Nelle sale della galleria sono state esposte opere di numerosi protagonisti dell’arte italiana del Novecento, tra cui Vinicio Berti, Vasco Bendini, Gianni Bertini, Lucia Marcucci, Paolo Masi, Pino Pascali e Mimmo Rotella. Attraverso esposizioni, seminari e incontri, lo spazio è diventato negli anni un luogo di formazione e confronto per generazioni di appassionati.
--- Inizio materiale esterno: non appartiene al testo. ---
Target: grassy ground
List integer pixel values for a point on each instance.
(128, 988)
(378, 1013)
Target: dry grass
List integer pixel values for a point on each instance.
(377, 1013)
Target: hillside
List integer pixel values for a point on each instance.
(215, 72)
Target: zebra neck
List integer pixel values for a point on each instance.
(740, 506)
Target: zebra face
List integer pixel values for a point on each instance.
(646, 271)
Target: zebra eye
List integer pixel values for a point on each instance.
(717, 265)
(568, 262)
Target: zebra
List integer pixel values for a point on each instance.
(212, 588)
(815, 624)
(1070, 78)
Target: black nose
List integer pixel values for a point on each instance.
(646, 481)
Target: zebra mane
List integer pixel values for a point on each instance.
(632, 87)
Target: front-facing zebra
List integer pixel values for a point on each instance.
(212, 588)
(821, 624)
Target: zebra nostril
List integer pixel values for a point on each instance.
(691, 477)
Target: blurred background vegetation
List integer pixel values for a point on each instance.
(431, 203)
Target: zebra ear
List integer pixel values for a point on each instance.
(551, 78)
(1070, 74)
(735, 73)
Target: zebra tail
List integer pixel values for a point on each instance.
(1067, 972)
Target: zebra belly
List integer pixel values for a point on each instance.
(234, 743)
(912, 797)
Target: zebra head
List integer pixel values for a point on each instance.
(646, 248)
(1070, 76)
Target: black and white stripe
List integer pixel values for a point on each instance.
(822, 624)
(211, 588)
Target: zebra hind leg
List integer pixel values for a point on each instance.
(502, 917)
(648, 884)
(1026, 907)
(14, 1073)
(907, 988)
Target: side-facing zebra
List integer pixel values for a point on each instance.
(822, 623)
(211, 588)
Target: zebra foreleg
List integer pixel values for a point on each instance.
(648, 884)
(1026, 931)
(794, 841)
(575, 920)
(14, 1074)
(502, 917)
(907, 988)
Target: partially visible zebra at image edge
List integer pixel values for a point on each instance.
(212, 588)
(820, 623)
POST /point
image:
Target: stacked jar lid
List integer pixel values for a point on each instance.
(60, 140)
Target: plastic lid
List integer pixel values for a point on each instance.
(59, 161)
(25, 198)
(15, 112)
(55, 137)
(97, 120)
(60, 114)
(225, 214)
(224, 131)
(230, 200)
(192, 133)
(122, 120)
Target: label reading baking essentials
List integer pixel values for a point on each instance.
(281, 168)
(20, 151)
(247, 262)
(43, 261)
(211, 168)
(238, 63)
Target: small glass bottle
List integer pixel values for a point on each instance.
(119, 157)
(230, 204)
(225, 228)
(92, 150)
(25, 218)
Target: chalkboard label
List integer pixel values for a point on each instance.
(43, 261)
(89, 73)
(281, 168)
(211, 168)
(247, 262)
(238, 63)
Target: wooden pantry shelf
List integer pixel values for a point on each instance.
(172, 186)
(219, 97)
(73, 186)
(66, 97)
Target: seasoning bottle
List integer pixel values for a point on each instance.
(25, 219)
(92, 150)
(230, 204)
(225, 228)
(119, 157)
Frittelli non ha mai smesso di progettare nuove iniziative. Negli ultimi tempi lavorava a una grande mostra dedicata proprio a Vinicio Berti, artista a cui era legato da una lunga amicizia e che considerava un punto di riferimento della propria ricerca culturale. Allo stesso tempo continuava a sostenere l’idea di dotare Firenze di un museo dedicato all’arte moderna e contemporanea con un progetto architettonico ambizioso.
Attivo fino agli ultimi giorni, Frittelli continuava a lavorare ai suoi progetti e a partecipare alla vita pubblica. Nel 2024, a 89 anni, si era anche candidato al consiglio comunale con la lista civica «Anima 2030», a sostegno della sindaca Funaro. Nella Pieve di Santo Stefano in Pane, a Firenze, lunedì 16 marzo si terrà una cerimonia pubblica per l’ultimo saluto.